＜Exhibition＞ Taro Okamoto. The Original Image of Japan. Taro Okamoto Memorial Museum until February 24, 2020. Photos by the artist of his journey through Jōmon, Tōhoku and Okinawa.
“The Original Image of Japan”, an exhibition of photographs by internationally renowned surrealist artist, Tarō Okamoto, will be held at Tokyo’s Taro Okamoto Memorial Museum (6-1-19 Aoyama, Minato-ku) until February 24th, 2020.
Taro Okamoto (1911-1996) is well-known for the “Tower of the Sun” sculptural building that became the symbol of Osaka’s Expo ’70.
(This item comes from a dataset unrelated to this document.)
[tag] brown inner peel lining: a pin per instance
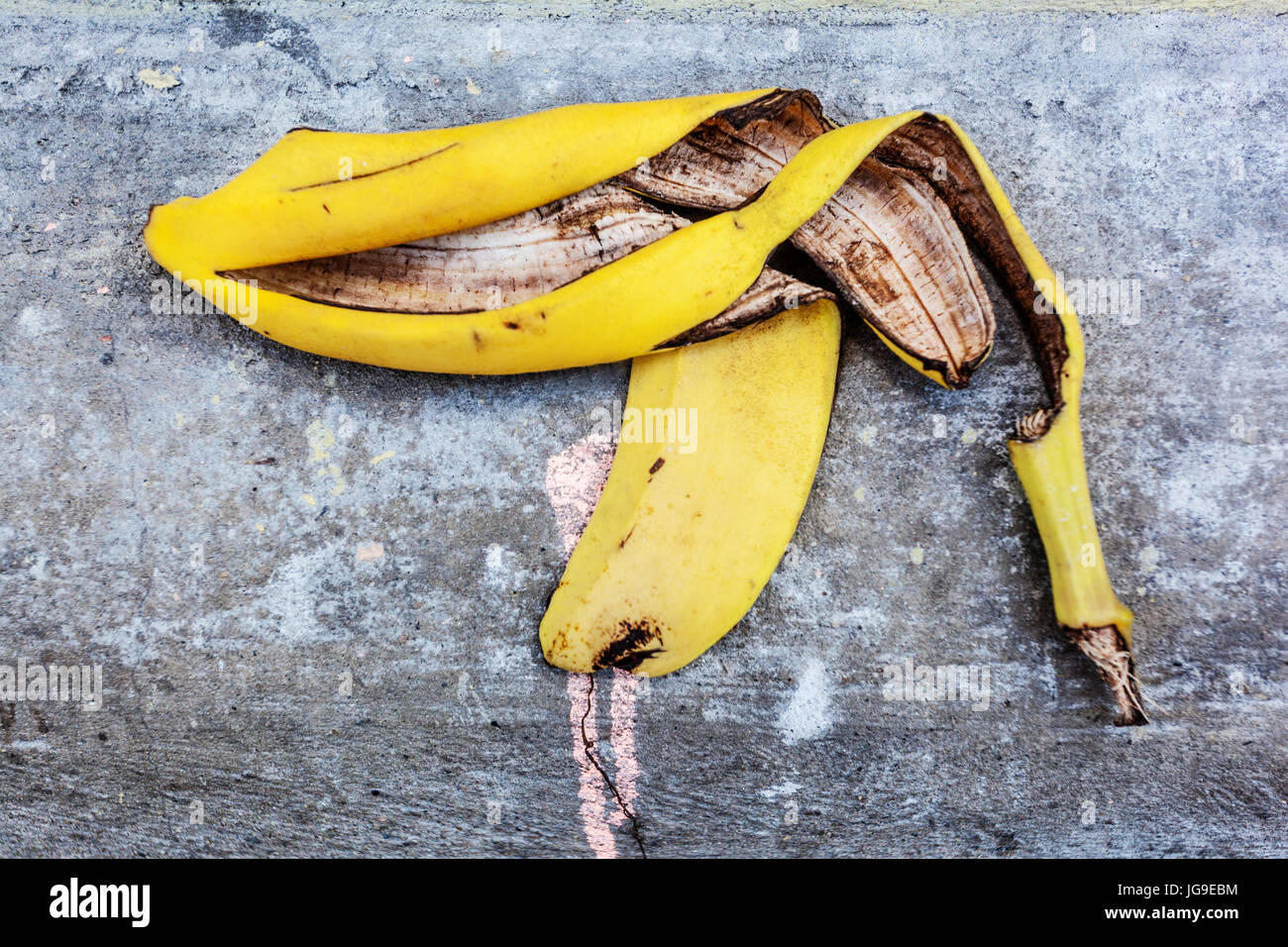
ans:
(513, 261)
(887, 240)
The photographs in this exhibition, taken in the 1950s and 60s, document Okamoto’s yearning for Japan’s prehistoric Jōmon culture, and his travels through poverty-stricken Tōhoku and US-occupied Okinawa in search of the true Japanese essence.
This is what Akiomi Hirano, director of the museum, has to say about the current exhibition:
“Taro Okamoto was a person who continually asked the question, ‘What is Japan?’ Having decided to leave Paris and return home to fight for Japan, Taro had a fateful encounter one day in November 1951. It occurred at the Tokyo National Museum when he came across some Jōmon-period pottery. The primitive yet sturdy bounty of a hunting people who pursued game in their struggle to survive, their strong vitality representing a magical spirit that conversed with an invisible force. When Taro discovered this aesthetic, which is the complete opposite of the restraint displayed by traditional Japanese beauty, he felt sure that, ‘This is the true Japan.’ Approximately five years later, he set out on a journey to discover the true essence of Japanese culture and at his first destination, the Tōhoku region, he encountered the ‘magical spirit’ of primitive Japan. In this poverty-stricken part of the country, that is cut off from the rest of the country during the winter months, he caught a glimpse of the original image of Japan. Two years later, in 1959, he traveled to Okinawa prior to its restoration to Japanese rule, and what he discovered there was the ‘Japan’ that contemporary people had pushed to one side and lost. In the pure lives of the Okinawan people he could discern his own roots and those of the whole Japanese race. This discovery must have delighted him. Taro’s journey through the Jōmon, Tōhoku, Okinawa…was a voyage of discovery in search for ‘the original Japan’, ‘the forgotten Japan’, or to put it another way, ‘the real Japan.’ The music played in the quiet exhibition hall is made originally by jazz bassist Takashi Sugawa. We hope that you will come and see the ‘deep, rich Japan’ that caught his eye through this exhibition of the photographs taken by Taro himself.”
Akiomi Hirano, Director, Taro Okamoto Memorial Museum
Period: October 30, 2019 – February 24, 2020.
Times: 10:11 – 18:00 (last admission 17:30)
Closed: Tuesdays (except on public holidays). Closed December 28, 2019 – January 4, 2020.
Access: 8 minutes’ walk from Omote-Sando Station on the Tokyo Metro Ginza, Chiyōda and Hanzōmon subway lines.
Admission: General 650 yen; Elementary school students 300 yen.